In a first possible implementation manner of the second aspect, a fifth possible implementation manner is further provided, where the second adjustment module performs power adjustment on the second user equipment to meet the pairing manner. The total power constraint of the first user equipment and the second user equipment: the MU power adjusted weight matrix of the first user equipment is: . = ^w. . The weighted matrix of the second user equipment after the MU power adjustment is: . =

Where w. . a precoding weight matrix corresponding to the PMI index fed back by the first user equipment in the TM5 mode, _W1 . a precoding weight matrix corresponding to the PMI index fed back by the second user equipment in the TM9 mode. For the corrected precoding weight matrix of the second user equipment, the conjugate transposed matrix of w _∞ , μ. | Indicates right. Vector finds 2-norm. .

According to the second possible implementation manner of the second aspect, a sixth possible implementation manner is further provided, where the second adjustment module performs weight adjustment on the second user equipment to implement the foregoing Orthogonalizing the precoding matrix indication information of the second user equipment and the first user equipment The weight adjustment of the second user equipment:

10 = - w3⁄4 ₀ w ₀₀ , w _u = w _u - w^w _u w ₀₀ - w _u .

The woo is a precoding weight matrix corresponding to the PMI index fed back by the first user equipment in the Γ mode, and ^w “the precoding matrix weight corresponding to the RANK2 PMI index fed back by the second user equipment in the TM9 mode. The value, and the matrix of the precoding weights of the modified second user equipment, the conjugate transposed matrix of w _∞ , is the conjugate transposed matrix of ^.

According to the second possible implementation manner of the second aspect, a seventh possible implementation manner is further provided, where the second adjustment module performs power adjustment on the second user equipment to meet the pairing manner. The total power constraint of the first user equipment and the second user equipment: the MU power adjusted weight matrix of the first user equipment is: 2 ^ ⁰⁰ ; after the MU power adjustment of the second user equipment The weight matrix is: ² IK

The woo is a precoding weight matrix corresponding to the PMI index fed back by the first user equipment in the Γ mode, and ^ is a precoding matrix weight corresponding to the RANK2 PMI index fed back by the second user equipment in the TM9 mode. , . And a precoding weight matrix for the modified second user equipment, . | means right. The vector finds the 2-norm, | | represents the 2-norm of the vector.

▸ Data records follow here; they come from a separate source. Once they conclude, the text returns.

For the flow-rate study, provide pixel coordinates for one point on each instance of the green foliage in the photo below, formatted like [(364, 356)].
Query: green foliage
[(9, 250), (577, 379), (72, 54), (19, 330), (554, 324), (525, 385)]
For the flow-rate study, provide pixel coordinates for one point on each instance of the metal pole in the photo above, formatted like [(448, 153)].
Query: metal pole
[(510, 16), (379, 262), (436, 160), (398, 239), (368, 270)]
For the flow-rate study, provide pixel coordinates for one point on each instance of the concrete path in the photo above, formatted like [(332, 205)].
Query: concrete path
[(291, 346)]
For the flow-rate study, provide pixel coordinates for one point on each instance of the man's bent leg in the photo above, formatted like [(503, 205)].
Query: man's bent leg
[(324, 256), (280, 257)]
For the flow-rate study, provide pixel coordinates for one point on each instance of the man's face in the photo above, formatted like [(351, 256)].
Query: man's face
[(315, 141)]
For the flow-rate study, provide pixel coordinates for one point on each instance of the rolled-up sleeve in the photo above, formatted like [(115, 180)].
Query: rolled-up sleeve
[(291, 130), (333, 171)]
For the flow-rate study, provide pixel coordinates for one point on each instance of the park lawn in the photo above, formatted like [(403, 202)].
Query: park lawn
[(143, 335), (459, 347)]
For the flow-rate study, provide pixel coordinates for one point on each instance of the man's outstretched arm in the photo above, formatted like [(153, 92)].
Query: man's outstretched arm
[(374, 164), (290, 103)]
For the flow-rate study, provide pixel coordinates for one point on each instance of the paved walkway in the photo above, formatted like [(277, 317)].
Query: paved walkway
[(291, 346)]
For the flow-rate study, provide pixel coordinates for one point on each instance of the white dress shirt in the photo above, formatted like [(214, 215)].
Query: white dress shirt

In a third aspect, an embodiment of the present invention provides a base station, where the base station includes a receiver and a processor;

The receiver is configured to receive precoding matrix indication information sent by at least two user equipments;

The processor is configured to determine, according to the multi-user multiple input multiple output pairing criterion, that the at least two user equipments are in a pairing state, and send according to the first user equipment of the at least two user equipments. Precoding matrix indicating information beamforming and pairing power adjustment of transmission data on a PDSCH allocated by a first user equipment in a first mode in an LTE transmission mode, and being in the at least two user equipments The second user equipment in the second mode of the LTE transmission mode performs beamforming weight adjustment, so that the second user equipment is orthogonal to the precoding matrix weight of the first user equipment, and the second The user equipment performs power adjustment to meet the total power constraint of the first user equipment and the second user equipment after pairing.

The downlink MIMO transmission method provided by the embodiment of the present invention determines that the first user equipment is in a pairing state by using precoding matrix indication information sent by the first user equipment in the first MU mode, and then the first user equipment performs corresponding data. Beamforming and pairing power adjustment; determining that the second user equipment is in a pairing state and beamforming the second user equipment according to the demodulation pilot signal DMRS sent by the second user equipment in the second MU mode a weight adjustment and a power adjustment to orthogonalize the precoding matrix weights of the second user equipment and the first user equipment, and satisfy the total of the first user equipment and the second user equipment after pairing Power constraint, so as to achieve the pairing problem of user equipment in different MIMO modes. DRAWINGS

In order to more clearly illustrate the technical solutions in the embodiments of the present invention, the drawings used in the embodiments or the description of the prior art will be briefly described below. Obviously, the drawings in the following description are merely the present invention. Some of the embodiments can be obtained by those skilled in the art from the drawings without any inventive labor.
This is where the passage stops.